The user authorization endpoint allows a user to grant authorization to a device client using a browser on a second device, such as a smart phone or a computer.
Based on the OAuth 2.0 Device Authorization Grant specification, the user goes to the user authorization endpoint of the PingFederate authorization server (AS) to complete the authorization process.
Note:
This endpoint accepts the HTTP GET and POST methods.
Endpoint: /as/user_authz.oauth2
The following table describes parameter for this endpoint.

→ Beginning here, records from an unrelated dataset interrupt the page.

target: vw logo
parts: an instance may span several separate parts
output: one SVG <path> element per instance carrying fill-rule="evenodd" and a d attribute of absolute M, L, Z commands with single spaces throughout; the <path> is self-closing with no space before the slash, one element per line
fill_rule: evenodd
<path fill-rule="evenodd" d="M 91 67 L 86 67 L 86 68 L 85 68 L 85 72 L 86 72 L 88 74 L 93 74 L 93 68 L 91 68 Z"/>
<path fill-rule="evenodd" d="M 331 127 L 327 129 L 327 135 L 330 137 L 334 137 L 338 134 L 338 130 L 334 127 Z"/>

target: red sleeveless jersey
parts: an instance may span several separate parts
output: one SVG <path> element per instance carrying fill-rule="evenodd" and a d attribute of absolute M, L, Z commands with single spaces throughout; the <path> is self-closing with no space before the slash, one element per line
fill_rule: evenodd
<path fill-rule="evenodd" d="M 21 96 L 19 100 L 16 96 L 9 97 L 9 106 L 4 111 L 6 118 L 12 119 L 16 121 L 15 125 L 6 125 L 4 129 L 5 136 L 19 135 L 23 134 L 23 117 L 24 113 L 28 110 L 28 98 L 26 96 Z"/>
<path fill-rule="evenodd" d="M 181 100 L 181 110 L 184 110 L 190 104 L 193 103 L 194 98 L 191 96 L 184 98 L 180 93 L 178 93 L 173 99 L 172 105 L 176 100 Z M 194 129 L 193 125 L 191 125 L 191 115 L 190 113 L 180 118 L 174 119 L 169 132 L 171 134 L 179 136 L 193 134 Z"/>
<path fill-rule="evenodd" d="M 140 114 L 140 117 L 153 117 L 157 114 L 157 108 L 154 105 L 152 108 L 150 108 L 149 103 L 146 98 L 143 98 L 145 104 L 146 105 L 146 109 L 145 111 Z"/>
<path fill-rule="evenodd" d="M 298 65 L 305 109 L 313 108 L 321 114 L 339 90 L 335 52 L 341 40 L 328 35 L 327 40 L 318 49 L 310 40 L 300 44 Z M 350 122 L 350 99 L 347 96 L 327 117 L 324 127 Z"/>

The required
Content-Type value is application/x-www-form-urlencoded
when transmitting via the HTTP POST method.
Parameter | Description |
---|---|
user_code (Optional) |
The value represents the activation code. |
Both the request and the response follow the specification.
- Sample request
-
POST /as/user_authz.oauth2 HTTP/1.1 Content-Type: application/x-www-form-urlencoded Host: www.example.com ... user_code=QQWP-TJ6B
- Subsequent responses
-
- Phase 1: Activation code verification
- If the verification request does not include an activation code, PingFederate returns the Connect a device (user code prompt) page, prompting the user to enter the activation code shown by the device.
- Phase 2: Authentication
- PingFederate prompts the user to fulfill the authentication requirements based on OAuth grant mapping configurations and authentication policies.
- Phase 3: Authorization
- PingFederate returns the Request for Approval page, prompting the user to approve (or deny) the requested scopes. PingFederate skips this step if the Bypass Authorization Approval option is enabled globally or individually for that invoking client and the user has granted authorization for the requested scopes previously.